Why are correlations between -1 and 1?

So everyone knows that correlation coefficients are between $-1$ and $1$ . The (Pearson) correlation coefficient of $x_1, \ldots, x_n$ and $y_1, \ldots, y_n$ is given by

$r = \sum_{i=1}^n {1 \over n}\left( {x_i - \mu_x \over \sigma_x} \right) \left( {y_i - \mu_y \over \sigma_y} \right)$

where $\mu_x, \mu_y$ are the means of the $x_i$ and $y_i$ , and $\sigma_x, \sigma_y$ are their (population) standard deviations. Alternatively, after some rearrangement this is

$r = {{x_1 y_1 + \cdots + x_n y_n \over n} - \mu_x \mu_y \over \sigma_x \sigma_y}$

which is more convenient for calculation, but in my opinion less convenient for understanding. The correlation coefficient will be positive when $(x_i-\mu_x)\sigma_x$ and $(y_i-\mu_y)/\sigma_y$ usually have the same sign — meaning that larger than average values of $x$ go with larger than average values of $y$ — and negative when the signs tend to be mismatched.

But why should this be between $-1$ and $1$ ? That’s not at all obvious from just looking at the formula. From a very informal survey of the textbooks lying around my office, if a text defines random variables then it gives a proof in terms of them. For example, Pitman, Probability, p. 433, has the following proof (paraphrased): Say $X$ and $Y$ are random variables and $X^* = (X-E(X))/SD(X)$ , $Y^* = (Y-E(Y))/SD(Y)$ are their standardizations. First define correlation for random variables as $Corr(X,Y) = (E(XY)-E(X)E(Y))/(SD(X)SD(Y))$ . Simple properties of random variables give $Corr(X,Y) = E(X^* Y^*)$ . Then observe that $E(X^{*2}) = E(Y^*(2))=1$ and look at

$0 \le E(X^*-Y^*)^2 = 1+1-2E(X^*Y^*)$

and rearrange to get that $E(X^* Y^*) \le 1$ . Similarly looking at $X^*+Y^*$ gives $E(X^* Y^*) \ge -1$ . Finally, the correlation of a data set is just the correlation of the corresponding random variables.
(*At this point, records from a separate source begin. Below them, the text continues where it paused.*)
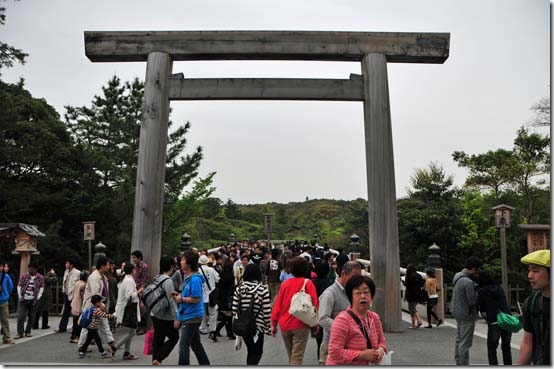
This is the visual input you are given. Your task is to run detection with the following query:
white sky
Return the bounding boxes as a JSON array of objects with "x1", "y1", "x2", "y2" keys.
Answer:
[{"x1": 0, "y1": 0, "x2": 551, "y2": 203}]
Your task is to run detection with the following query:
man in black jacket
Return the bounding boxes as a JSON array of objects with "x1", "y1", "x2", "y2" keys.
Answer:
[{"x1": 478, "y1": 271, "x2": 512, "y2": 365}]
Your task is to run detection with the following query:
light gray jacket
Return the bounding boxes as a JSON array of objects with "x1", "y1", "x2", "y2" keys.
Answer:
[{"x1": 450, "y1": 268, "x2": 478, "y2": 320}]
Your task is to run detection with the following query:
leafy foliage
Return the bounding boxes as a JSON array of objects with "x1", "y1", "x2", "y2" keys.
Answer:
[{"x1": 0, "y1": 77, "x2": 203, "y2": 269}]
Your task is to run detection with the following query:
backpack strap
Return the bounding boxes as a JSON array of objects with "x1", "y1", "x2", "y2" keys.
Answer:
[
  {"x1": 199, "y1": 266, "x2": 212, "y2": 290},
  {"x1": 143, "y1": 274, "x2": 170, "y2": 308},
  {"x1": 299, "y1": 278, "x2": 308, "y2": 292},
  {"x1": 346, "y1": 310, "x2": 371, "y2": 349}
]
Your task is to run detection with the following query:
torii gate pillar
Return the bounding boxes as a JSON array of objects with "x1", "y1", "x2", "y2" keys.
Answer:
[
  {"x1": 85, "y1": 31, "x2": 450, "y2": 332},
  {"x1": 362, "y1": 54, "x2": 402, "y2": 332},
  {"x1": 131, "y1": 52, "x2": 173, "y2": 277}
]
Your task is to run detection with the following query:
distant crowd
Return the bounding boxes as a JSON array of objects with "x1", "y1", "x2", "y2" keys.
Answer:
[{"x1": 0, "y1": 242, "x2": 550, "y2": 365}]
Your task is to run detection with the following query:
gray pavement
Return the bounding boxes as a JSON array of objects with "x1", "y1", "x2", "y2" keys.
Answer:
[{"x1": 0, "y1": 312, "x2": 522, "y2": 366}]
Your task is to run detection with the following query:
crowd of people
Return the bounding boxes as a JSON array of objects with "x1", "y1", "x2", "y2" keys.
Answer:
[{"x1": 0, "y1": 242, "x2": 550, "y2": 365}]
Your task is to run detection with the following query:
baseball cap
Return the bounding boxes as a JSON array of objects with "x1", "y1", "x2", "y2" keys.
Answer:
[
  {"x1": 90, "y1": 295, "x2": 106, "y2": 305},
  {"x1": 521, "y1": 250, "x2": 550, "y2": 268},
  {"x1": 198, "y1": 255, "x2": 208, "y2": 265}
]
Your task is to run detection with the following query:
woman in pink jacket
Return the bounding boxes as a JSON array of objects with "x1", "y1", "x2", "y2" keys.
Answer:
[{"x1": 326, "y1": 275, "x2": 387, "y2": 365}]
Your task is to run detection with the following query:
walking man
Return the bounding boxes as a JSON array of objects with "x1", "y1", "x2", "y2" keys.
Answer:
[
  {"x1": 450, "y1": 256, "x2": 482, "y2": 365},
  {"x1": 54, "y1": 257, "x2": 81, "y2": 332},
  {"x1": 518, "y1": 250, "x2": 550, "y2": 366},
  {"x1": 317, "y1": 261, "x2": 362, "y2": 365},
  {"x1": 131, "y1": 250, "x2": 149, "y2": 336},
  {"x1": 78, "y1": 256, "x2": 113, "y2": 347},
  {"x1": 198, "y1": 255, "x2": 219, "y2": 342},
  {"x1": 15, "y1": 262, "x2": 44, "y2": 340}
]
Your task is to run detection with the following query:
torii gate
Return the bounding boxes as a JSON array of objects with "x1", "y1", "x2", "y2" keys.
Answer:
[{"x1": 84, "y1": 31, "x2": 450, "y2": 332}]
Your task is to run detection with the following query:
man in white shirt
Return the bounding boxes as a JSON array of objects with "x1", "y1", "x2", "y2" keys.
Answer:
[
  {"x1": 54, "y1": 257, "x2": 81, "y2": 339},
  {"x1": 198, "y1": 255, "x2": 219, "y2": 342}
]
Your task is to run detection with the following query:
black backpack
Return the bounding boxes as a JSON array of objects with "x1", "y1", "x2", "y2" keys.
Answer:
[{"x1": 233, "y1": 284, "x2": 259, "y2": 337}]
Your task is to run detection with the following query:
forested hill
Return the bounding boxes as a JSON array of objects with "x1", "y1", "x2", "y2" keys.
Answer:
[{"x1": 186, "y1": 198, "x2": 367, "y2": 253}]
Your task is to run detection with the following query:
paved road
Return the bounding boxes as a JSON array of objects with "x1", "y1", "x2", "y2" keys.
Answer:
[{"x1": 0, "y1": 313, "x2": 518, "y2": 366}]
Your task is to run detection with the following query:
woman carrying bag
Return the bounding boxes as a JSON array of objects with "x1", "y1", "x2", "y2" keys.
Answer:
[
  {"x1": 271, "y1": 256, "x2": 319, "y2": 365},
  {"x1": 111, "y1": 263, "x2": 140, "y2": 360},
  {"x1": 233, "y1": 264, "x2": 271, "y2": 365}
]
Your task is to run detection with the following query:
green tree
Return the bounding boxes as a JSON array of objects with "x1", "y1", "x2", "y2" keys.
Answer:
[
  {"x1": 223, "y1": 199, "x2": 241, "y2": 219},
  {"x1": 0, "y1": 81, "x2": 100, "y2": 269},
  {"x1": 511, "y1": 127, "x2": 550, "y2": 222},
  {"x1": 65, "y1": 76, "x2": 203, "y2": 258},
  {"x1": 162, "y1": 172, "x2": 215, "y2": 255},
  {"x1": 452, "y1": 149, "x2": 514, "y2": 199},
  {"x1": 201, "y1": 197, "x2": 223, "y2": 218},
  {"x1": 397, "y1": 163, "x2": 462, "y2": 270}
]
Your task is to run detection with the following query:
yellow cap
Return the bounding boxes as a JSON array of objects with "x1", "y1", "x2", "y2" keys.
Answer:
[{"x1": 521, "y1": 250, "x2": 550, "y2": 268}]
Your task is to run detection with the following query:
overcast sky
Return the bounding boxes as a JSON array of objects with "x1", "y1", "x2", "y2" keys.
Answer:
[{"x1": 0, "y1": 0, "x2": 550, "y2": 203}]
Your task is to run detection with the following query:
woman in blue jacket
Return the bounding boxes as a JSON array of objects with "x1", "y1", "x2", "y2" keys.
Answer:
[
  {"x1": 0, "y1": 260, "x2": 13, "y2": 344},
  {"x1": 175, "y1": 249, "x2": 210, "y2": 365}
]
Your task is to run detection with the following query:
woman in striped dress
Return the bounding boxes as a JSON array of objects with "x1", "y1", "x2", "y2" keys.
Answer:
[{"x1": 233, "y1": 264, "x2": 271, "y2": 365}]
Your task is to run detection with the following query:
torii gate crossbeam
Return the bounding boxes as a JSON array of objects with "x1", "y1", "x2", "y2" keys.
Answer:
[{"x1": 84, "y1": 31, "x2": 450, "y2": 332}]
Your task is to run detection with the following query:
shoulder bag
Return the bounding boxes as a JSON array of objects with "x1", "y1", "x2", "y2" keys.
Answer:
[{"x1": 289, "y1": 279, "x2": 318, "y2": 328}]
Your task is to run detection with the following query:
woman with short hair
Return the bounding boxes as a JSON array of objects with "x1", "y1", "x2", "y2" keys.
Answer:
[
  {"x1": 402, "y1": 264, "x2": 425, "y2": 329},
  {"x1": 326, "y1": 275, "x2": 388, "y2": 365},
  {"x1": 271, "y1": 256, "x2": 319, "y2": 365},
  {"x1": 233, "y1": 264, "x2": 271, "y2": 365},
  {"x1": 111, "y1": 264, "x2": 140, "y2": 360}
]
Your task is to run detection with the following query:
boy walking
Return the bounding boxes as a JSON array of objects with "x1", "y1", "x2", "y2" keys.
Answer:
[{"x1": 79, "y1": 295, "x2": 113, "y2": 360}]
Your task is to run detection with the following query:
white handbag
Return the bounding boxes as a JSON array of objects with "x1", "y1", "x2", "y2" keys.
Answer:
[{"x1": 289, "y1": 279, "x2": 318, "y2": 327}]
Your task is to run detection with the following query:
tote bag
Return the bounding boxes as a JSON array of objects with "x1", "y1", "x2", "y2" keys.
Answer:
[{"x1": 289, "y1": 279, "x2": 318, "y2": 327}]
This is all well and good if you’re introducing random variables. But one of the texts I’m teaching from this semester (Freedman, Pisani, and Purves, Statistics) doesn’t, and the other (Moore, McCabe, and Craig, Introduction to the Practice of Statistics) introduces the correlation for sets of bivariate data before it introduces random variables. These texts just baldly state that $r$ is between $-1$ and $1$ always — but of course some students ask why.

The inequality we’re talking about is an inequality involving sums of products: it’s really $Cov(X,Y) \le SD(X) SD(Y)$ . And that reminded me of the Cauchy-Schwarz inequality — but how to prove Cauchy-Schwarz for people who haven’t taken linear algebra? Wikipedia comes to the rescue. We only need the special case in $\mathbb{R}^n$ , in which case Cauchy-Schwarz reduces to

$\left( \sum_{i=1}^n u_i v_i \right)^2 \le \left( \sum_{i=1}^n u_i^2 \right) \left( \sum_{i=1}^n v_i^2 \right)$

for any real numbers $u_1, u_2, \ldots, u_n, v_1, v_2, \ldots, v_n$ . And the proof at Wikipedia is simple: look at the polynomial (in $z$ )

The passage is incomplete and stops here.